Displaced Persons in Tempelhof kurz vor dem Abflug, Juli/August 1948
Während der Luftbrücke verließen mehrere Tausend jüdische Displaced Persons (DPs) Berlin mit den zuvor entladenen Tansportflugzeugen in Richtung Westen. Es handelte sich um ehemalige KZ-Häftlinge und um Überlebende der Schoa aus Osteuropa, die seit 1945 in Berliner DP-Lagern gelebt hatten.
AlliiertenMuseum/ © U.S. Army Signal Corps: Frederick Prest

Tag der amerikanischen Streitkräfte, 19. Mai 1951
Der seit 1950 jährlich stattfindende Tag der offenen Tür entwickelte sich bald zu einem Publikumsmagneten. Bis zu 700.000 West-Berliner strömten zum Flughafen Tempelhof, um amerikanische Musik zu hören, Barbecue zu essen und Flugzeuge oder Panzer zu besichtigen.
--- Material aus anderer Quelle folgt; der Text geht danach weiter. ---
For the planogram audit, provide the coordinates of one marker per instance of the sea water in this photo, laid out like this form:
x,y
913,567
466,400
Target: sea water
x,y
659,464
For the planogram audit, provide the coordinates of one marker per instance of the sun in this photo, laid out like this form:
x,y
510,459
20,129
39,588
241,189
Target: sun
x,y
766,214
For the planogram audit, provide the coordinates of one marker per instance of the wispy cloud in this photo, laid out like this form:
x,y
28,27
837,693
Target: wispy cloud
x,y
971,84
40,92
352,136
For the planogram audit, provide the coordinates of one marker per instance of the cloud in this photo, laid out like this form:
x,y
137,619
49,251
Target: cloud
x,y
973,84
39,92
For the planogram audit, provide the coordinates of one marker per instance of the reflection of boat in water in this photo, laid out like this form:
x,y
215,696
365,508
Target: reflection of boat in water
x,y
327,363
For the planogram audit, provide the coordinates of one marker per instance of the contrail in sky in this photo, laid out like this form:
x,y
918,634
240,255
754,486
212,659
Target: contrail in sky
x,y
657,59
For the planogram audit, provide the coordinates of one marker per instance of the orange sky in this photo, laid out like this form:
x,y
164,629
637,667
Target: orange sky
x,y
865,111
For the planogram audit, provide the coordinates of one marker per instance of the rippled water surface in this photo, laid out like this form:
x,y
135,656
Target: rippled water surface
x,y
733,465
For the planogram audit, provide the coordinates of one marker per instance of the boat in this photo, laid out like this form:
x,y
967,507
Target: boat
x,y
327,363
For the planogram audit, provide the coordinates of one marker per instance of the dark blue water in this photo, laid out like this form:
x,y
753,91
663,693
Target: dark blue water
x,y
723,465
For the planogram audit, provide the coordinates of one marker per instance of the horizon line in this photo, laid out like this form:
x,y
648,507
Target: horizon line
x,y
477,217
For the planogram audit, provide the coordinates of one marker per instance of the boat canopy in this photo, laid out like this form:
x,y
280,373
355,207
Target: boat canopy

© Landesarchiv Berlin / Wilhelm Rißleben

Fünfter Jahrestag der Übergabe der „Freiheitsglocke” an Berlin in Tempelhof, 23. Oktober 1955
Der „Crusade for Freedom” (Kreuzzug für die Freiheit) war eine politische Kampagne, die für Unterstützung der US-amerikanischen Politik im Kalten Krieg werben sollte. Bekannt wurde sie mit der Spendensammlung für die „Freedom Bell” (Freiheitsglocke). Als Symbol des Antikommunismus reiste die Glocke zunächst durch die USA und schließlich nach Berlin. Dort hängt sie seit 1959 im Turm des Schöneberger Rathauses.